The time dependence for densification of zirconium diboride powder subjected to vacuum sintering at applied pressure varying from 12 to 60 MPa in isothermal holding conditions in the temperature range 2110-2300 °С and to nonisothermal heating at controlled temperature constantly increased by 20 and 40 °C per 1 min experimentally studied. The densification kinetics was analyzed within the continuum theory of bulk viscous flow for a porous body considering the influence of powder particle shape on the rheological properties of a porous body. The analysis showed that the densification kinetics was represented by the equation describing steady-state nonlinear creep of a matrix forming a porous body.

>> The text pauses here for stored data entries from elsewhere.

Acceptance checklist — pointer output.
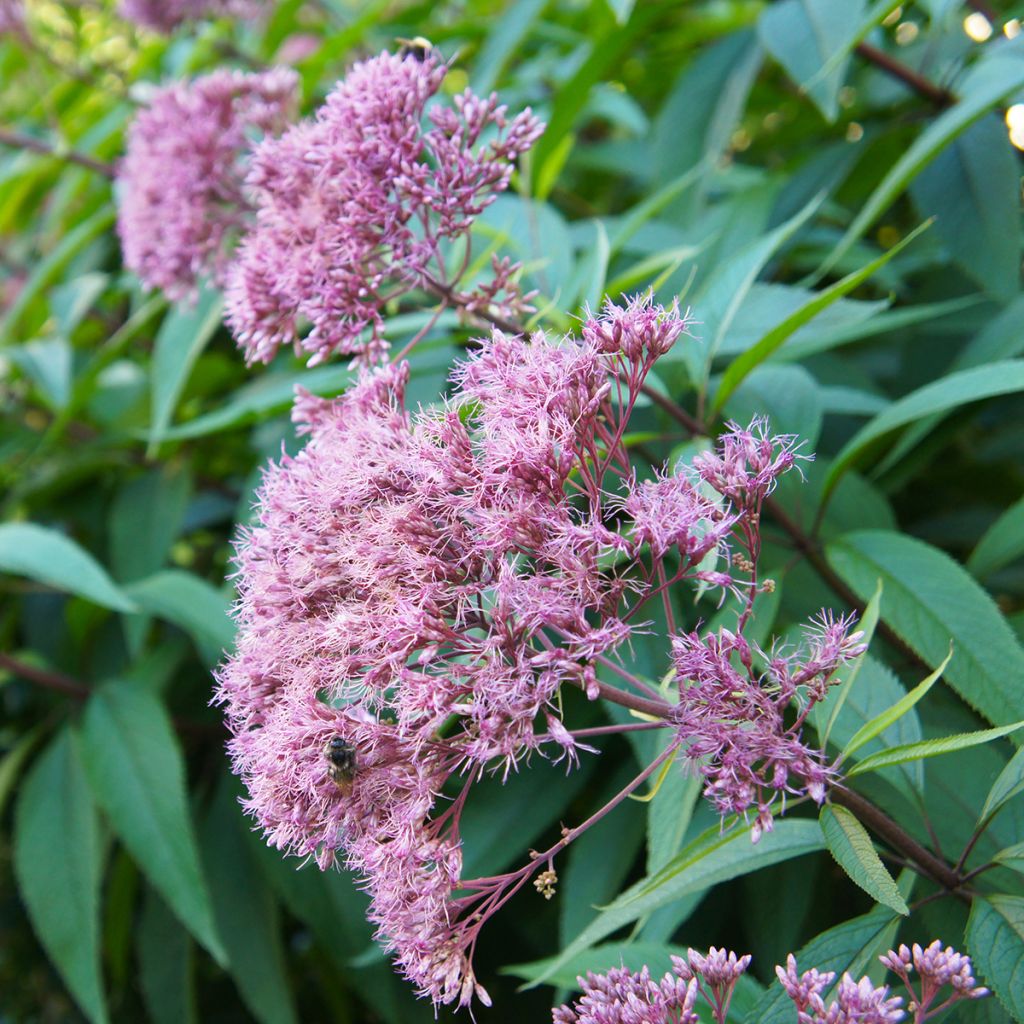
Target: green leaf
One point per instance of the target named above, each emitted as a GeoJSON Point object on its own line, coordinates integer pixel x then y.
{"type": "Point", "coordinates": [973, 189]}
{"type": "Point", "coordinates": [58, 864]}
{"type": "Point", "coordinates": [721, 297]}
{"type": "Point", "coordinates": [1008, 785]}
{"type": "Point", "coordinates": [806, 35]}
{"type": "Point", "coordinates": [847, 947]}
{"type": "Point", "coordinates": [950, 392]}
{"type": "Point", "coordinates": [995, 941]}
{"type": "Point", "coordinates": [50, 267]}
{"type": "Point", "coordinates": [145, 518]}
{"type": "Point", "coordinates": [182, 336]}
{"type": "Point", "coordinates": [1012, 857]}
{"type": "Point", "coordinates": [880, 723]}
{"type": "Point", "coordinates": [930, 600]}
{"type": "Point", "coordinates": [930, 749]}
{"type": "Point", "coordinates": [851, 846]}
{"type": "Point", "coordinates": [166, 975]}
{"type": "Point", "coordinates": [991, 81]}
{"type": "Point", "coordinates": [777, 336]}
{"type": "Point", "coordinates": [711, 858]}
{"type": "Point", "coordinates": [137, 776]}
{"type": "Point", "coordinates": [246, 912]}
{"type": "Point", "coordinates": [190, 603]}
{"type": "Point", "coordinates": [1001, 544]}
{"type": "Point", "coordinates": [49, 557]}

In isothermal sintering conditions, the root-mean-square strain rate is proportional to the fourth exponent of the root-mean-square stress .The creep is controlled by the dislocations climb mechanism with estimated activation energy of 626 kJ/mole, being consistent with similar values for the self-diffusion in the metal sublattice of borides. The estimated Laplace pressure is virtually comparable with the average value of selected applied pressures. The root-mean-square shear stress induced by the action of additive pressure decreases with increase in the relative density and approaches zero at near-theoretical density of the material. The root–mean–square strain rate sharply decreases to small values in the isothermal sintering process and increases until the curve shows a maximum for nonisothermal sintering. Two temperature ranges with different activation energies were found for nonisothermal pressure sintering. The higher temperature range is characterized by energies that are significantly greater than those for isothermal sintering and is indicative of endothermic process. The critical cold brittleness temperature of zirconium diboride at which it transforms to plastic state was estimated and is 1345 °C.